Am I really laying my burdens at the feet of these Muppets? Eva wondered.

“I should go,” she said. But she just sat there, her face cloudy.

Belinda and Cece exchanged glances. There was more to Eva’s story. And they knew they’d never hear it.

These three knew each other’s pizza order at Roberta’s, shoe sizes, and favorite Spotify playlists. But Cece and Belinda knew nothing about Eva’s pre-Brooklyn life. She’d alluded to a nomadic childhood. But actual details? Throwback Thursday content? Forget it. She never traveled home for holidays. Where was home, even? Belinda and Cece didn’t know, but they respected Eva’s privacy. Mysterious pasts weren’t unusual for transplanted New Yorkers. Moving to New York was about reinvention. If you didn’t want that, you stayed in Kenosha, Wisconsin.

Once you crossed the Verrazzano Bridge, you were free to shed skin. The Dallas trust fundie became a Red Hook hipster. The Tennessee hillbilly became a well-married tastemaker. In New York, you were who you said you were.

Eva was private. But she was clearly struggling.

Cece pulled Eva into an embrace. Belinda hugged them both. Nearby, a PhD student glanced up from her laptop and snapped a pic for Instagram Stories (#Heartwarming #GirlPower #NeverthelessShePersisted).

“Back then, I felt defective,” she said, gently disentangling herself. “Like an alien. I was in so much pain, it burned through everything—my thoughts, my personality, my emotions, everything. Until Shane.”

“You met another alien,” surmised Cece.

“And the magic’s still there! What’s his sign?” Belinda googled his birthday on her phone.

“We never had magic,” lied Eva, swallowing a pain pill dry. “Just hormones. Honestly, you shouldn’t be allowed to have orgasms like that before you’re twenty-one. It gives you brain damage.”

“March thirtieth.” Belinda grimaced. “Damn, he’s an Aries. The thots of the zodiac.”

“Run,” advised Cece.

“Actually, you might need exposure therapy,” mused Belinda, nibbling on Eva’s untouched scone. “Spend a lot of time with him, until you’ve demystified his memory. Like when you eat fifteen doughnuts in one sitting to cure your sugar addiction.”

“But I don’t have time to eat Shane!” moaned Eva. “Today alone, I have a meeting with a potential director and a parent-teacher conference…”

“And a book due to my inbox on Monday,” reminded Cece.

“Oh.

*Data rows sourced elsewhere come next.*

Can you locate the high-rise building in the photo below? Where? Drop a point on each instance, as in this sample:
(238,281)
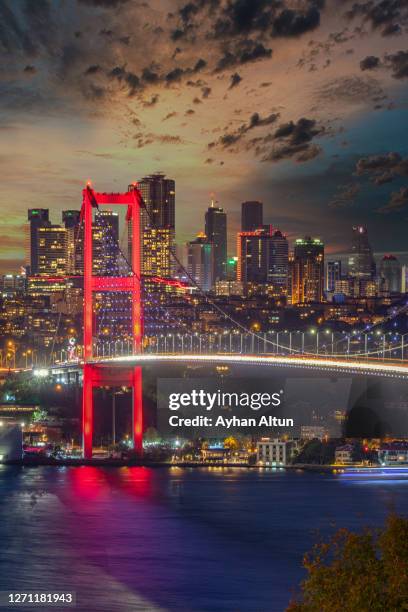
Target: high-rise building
(390,273)
(251,216)
(361,262)
(216,232)
(252,251)
(51,250)
(159,198)
(333,274)
(156,245)
(308,271)
(278,262)
(71,220)
(200,261)
(105,235)
(37,217)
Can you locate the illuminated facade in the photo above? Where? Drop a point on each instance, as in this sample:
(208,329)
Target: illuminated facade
(52,250)
(308,271)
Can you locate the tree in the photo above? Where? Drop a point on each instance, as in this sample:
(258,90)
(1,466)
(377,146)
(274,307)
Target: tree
(358,572)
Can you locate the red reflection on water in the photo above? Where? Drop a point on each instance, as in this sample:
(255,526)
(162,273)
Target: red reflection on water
(88,483)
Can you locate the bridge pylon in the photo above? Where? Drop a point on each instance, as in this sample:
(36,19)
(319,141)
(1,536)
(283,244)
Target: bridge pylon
(94,374)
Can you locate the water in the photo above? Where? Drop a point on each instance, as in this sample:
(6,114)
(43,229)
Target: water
(176,540)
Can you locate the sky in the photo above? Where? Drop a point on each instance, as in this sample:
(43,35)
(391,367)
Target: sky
(302,104)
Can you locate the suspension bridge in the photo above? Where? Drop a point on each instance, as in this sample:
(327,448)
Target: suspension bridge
(144,328)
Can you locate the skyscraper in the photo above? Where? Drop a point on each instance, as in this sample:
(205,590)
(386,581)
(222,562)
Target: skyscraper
(361,261)
(38,217)
(308,271)
(200,261)
(51,250)
(158,194)
(216,232)
(251,216)
(74,256)
(333,274)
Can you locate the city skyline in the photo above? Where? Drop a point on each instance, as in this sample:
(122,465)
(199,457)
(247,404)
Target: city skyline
(247,100)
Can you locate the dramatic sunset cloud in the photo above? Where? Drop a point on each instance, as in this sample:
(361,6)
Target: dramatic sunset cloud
(298,103)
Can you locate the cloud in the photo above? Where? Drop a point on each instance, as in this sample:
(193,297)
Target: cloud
(386,14)
(382,169)
(345,196)
(398,62)
(235,80)
(242,52)
(397,202)
(370,62)
(228,139)
(294,140)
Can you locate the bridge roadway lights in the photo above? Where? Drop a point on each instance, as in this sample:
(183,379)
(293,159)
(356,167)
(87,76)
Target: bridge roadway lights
(101,376)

Well, prose before bros,” cosigned Belinda.

With that, Eva reached for her bag. She was feeling floaty and tingly from the painkillers, her brain-throb ebbing to a gentle wave. “Love y’all. If I survive this day, I’ll text later.”

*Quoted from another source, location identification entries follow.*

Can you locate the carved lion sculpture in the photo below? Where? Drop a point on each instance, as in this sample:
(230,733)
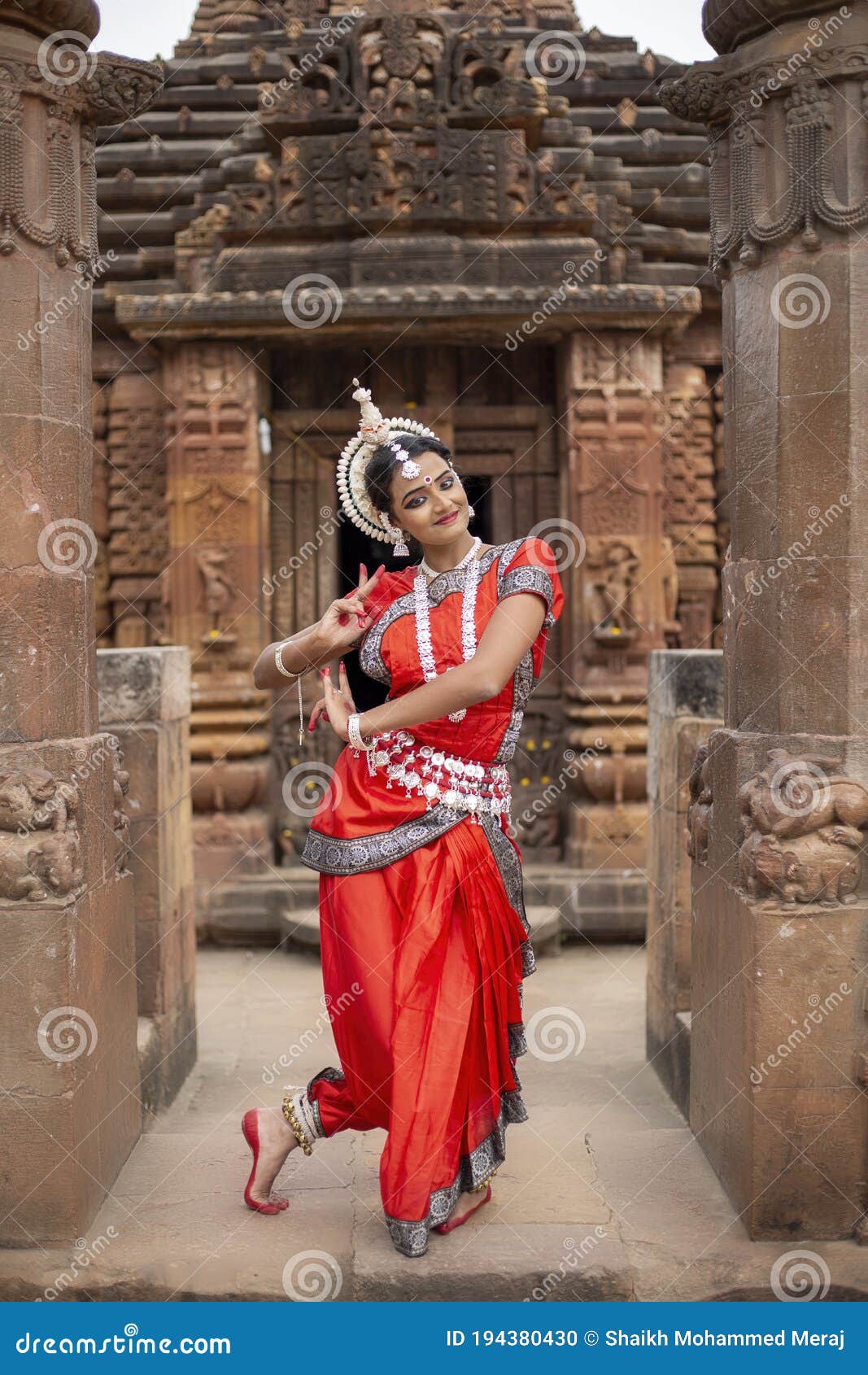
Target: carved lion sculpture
(36,866)
(818,868)
(798,793)
(32,799)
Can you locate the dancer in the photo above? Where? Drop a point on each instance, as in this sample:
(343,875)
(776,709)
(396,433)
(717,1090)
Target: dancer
(425,942)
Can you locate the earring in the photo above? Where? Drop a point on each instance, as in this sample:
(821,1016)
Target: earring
(396,535)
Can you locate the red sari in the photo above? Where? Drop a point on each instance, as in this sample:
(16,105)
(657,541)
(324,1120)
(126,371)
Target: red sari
(425,941)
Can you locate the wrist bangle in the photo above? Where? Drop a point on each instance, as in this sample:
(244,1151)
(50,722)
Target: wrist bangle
(356,739)
(280,661)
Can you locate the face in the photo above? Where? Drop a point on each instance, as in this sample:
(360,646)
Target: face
(432,512)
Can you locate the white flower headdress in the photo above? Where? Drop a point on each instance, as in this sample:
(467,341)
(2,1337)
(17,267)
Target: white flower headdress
(352,464)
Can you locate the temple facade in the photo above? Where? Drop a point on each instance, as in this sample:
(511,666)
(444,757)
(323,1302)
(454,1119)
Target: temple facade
(483,212)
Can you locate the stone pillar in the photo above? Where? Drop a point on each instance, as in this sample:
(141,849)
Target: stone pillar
(621,603)
(690,517)
(137,480)
(685,701)
(218,563)
(780,900)
(71,1106)
(145,701)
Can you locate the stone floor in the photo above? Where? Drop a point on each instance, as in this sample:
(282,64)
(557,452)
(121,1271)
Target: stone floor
(604,1193)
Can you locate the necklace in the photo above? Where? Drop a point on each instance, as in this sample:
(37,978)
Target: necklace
(468,616)
(435,572)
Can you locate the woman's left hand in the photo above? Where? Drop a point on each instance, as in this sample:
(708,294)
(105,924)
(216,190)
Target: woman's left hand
(338,705)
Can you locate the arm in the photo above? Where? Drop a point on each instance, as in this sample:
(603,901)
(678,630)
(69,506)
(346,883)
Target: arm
(306,649)
(512,629)
(338,630)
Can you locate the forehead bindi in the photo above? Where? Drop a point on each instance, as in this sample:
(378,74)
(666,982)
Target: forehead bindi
(432,472)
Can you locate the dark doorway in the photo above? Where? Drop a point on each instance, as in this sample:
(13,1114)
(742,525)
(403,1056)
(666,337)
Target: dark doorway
(355,548)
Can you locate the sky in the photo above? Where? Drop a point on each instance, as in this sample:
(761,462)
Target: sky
(672,28)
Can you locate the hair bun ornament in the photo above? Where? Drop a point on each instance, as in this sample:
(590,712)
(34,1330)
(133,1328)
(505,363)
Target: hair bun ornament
(352,465)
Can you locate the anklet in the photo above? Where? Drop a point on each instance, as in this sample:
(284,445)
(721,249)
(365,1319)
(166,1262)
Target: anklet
(289,1113)
(478,1189)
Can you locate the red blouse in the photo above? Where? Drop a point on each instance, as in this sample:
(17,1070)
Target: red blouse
(362,823)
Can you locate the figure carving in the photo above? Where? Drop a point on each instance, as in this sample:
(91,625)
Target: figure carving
(699,809)
(615,570)
(802,838)
(40,854)
(219,589)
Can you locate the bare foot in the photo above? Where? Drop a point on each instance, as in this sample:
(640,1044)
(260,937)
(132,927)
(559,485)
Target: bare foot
(467,1202)
(276,1141)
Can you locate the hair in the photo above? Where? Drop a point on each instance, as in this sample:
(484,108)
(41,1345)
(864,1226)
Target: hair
(380,474)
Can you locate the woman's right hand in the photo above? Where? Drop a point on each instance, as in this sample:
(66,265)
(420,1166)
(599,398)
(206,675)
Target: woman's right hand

Eva soon found herself stationed between two dynamic women in a Soho landmark again. But this time, it was at Crosby Street Hotel, and with Sidney Grace, Cursed producer, and Dani Acosta, the buzzy director interested in filming it.

Set back on a quiet cobbled street, the hotel lobby was like a surreal secret garden—where kooky dog sculptures and rococo chairs coexisted with lavish greenery. What better place to discuss bringing Eva’s adult fairy tale to life?

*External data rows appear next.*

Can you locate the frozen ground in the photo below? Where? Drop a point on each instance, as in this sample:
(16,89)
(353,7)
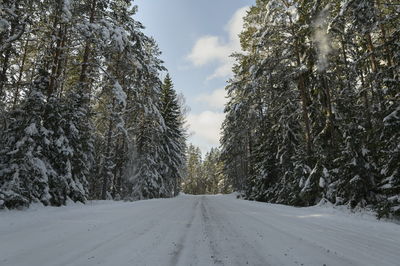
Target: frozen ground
(194,230)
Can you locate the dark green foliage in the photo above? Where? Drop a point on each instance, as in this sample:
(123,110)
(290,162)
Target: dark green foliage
(314,105)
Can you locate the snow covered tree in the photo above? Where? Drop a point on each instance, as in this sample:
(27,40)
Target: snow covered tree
(174,142)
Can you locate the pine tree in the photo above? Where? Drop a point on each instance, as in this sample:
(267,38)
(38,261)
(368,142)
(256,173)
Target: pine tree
(174,137)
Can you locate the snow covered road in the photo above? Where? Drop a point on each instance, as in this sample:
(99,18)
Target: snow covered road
(194,230)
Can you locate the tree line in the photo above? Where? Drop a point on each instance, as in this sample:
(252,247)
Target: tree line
(83,110)
(314,104)
(204,176)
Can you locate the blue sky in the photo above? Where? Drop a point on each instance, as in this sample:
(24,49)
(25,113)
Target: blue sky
(196,39)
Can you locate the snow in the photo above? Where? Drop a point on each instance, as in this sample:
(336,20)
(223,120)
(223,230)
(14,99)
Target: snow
(194,230)
(119,94)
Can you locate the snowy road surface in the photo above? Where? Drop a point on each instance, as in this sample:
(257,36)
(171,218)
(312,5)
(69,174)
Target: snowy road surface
(194,230)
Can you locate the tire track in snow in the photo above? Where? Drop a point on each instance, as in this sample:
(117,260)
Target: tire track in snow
(228,246)
(177,252)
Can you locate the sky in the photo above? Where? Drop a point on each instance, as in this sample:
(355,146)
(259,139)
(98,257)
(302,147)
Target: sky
(196,39)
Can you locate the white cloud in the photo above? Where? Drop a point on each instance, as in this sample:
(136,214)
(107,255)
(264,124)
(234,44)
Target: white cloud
(206,126)
(209,49)
(217,99)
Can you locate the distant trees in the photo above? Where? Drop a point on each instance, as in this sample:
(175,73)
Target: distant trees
(313,107)
(205,176)
(83,112)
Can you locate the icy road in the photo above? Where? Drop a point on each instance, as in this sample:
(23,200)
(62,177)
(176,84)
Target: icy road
(194,230)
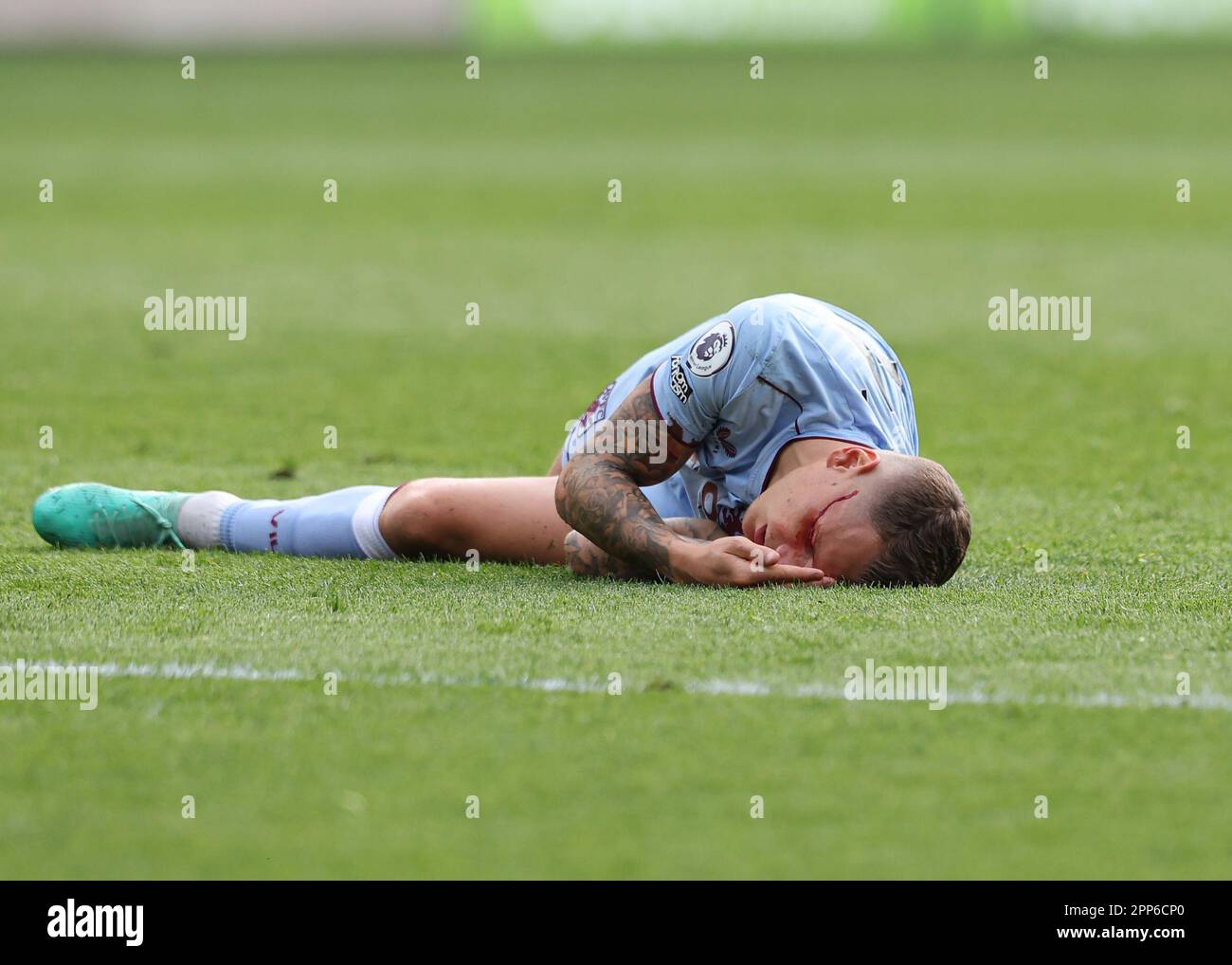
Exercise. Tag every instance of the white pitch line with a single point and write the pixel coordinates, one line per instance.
(711, 688)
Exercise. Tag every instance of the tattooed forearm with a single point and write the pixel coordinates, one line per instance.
(587, 559)
(599, 493)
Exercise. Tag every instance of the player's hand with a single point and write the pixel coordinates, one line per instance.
(737, 561)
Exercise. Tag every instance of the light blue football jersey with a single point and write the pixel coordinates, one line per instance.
(748, 382)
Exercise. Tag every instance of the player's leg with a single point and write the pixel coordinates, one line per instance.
(341, 522)
(510, 519)
(503, 519)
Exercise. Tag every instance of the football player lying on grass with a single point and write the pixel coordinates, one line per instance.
(774, 444)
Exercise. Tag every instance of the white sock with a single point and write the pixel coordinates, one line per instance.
(200, 522)
(366, 525)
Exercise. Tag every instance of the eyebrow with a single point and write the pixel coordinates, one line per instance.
(812, 530)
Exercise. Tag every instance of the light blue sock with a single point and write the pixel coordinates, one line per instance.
(343, 522)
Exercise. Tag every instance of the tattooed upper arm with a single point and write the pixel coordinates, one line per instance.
(599, 492)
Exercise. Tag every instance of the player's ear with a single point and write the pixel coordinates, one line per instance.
(855, 459)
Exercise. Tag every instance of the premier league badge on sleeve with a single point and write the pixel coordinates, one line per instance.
(713, 350)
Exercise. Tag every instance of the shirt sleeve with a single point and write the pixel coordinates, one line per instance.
(714, 366)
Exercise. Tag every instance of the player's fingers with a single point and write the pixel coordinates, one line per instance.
(746, 549)
(787, 574)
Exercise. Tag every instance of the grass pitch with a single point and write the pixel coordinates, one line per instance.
(493, 683)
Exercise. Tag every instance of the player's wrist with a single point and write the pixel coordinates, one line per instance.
(682, 557)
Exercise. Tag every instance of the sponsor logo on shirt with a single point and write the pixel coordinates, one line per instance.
(713, 350)
(680, 387)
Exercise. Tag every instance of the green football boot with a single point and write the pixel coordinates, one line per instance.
(93, 514)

And it was going shockingly well, considering that Eva was midcrisis. In the eight months since Sidney had bought the film rights, a stream of big-name directors had rejected her proposal. Dani Acosta was Eva’s final hope. Her most recent indie, The Lady Came to Play, was a Toronto International Film Festival smash about a violinist haunted by a ghost who makes invisible love to her during performances. Dani was wearing navy lipstick and a sequined tank—and the only thing surpassing her enthusiasm for Cursed was Eva’s enthusiasm for her.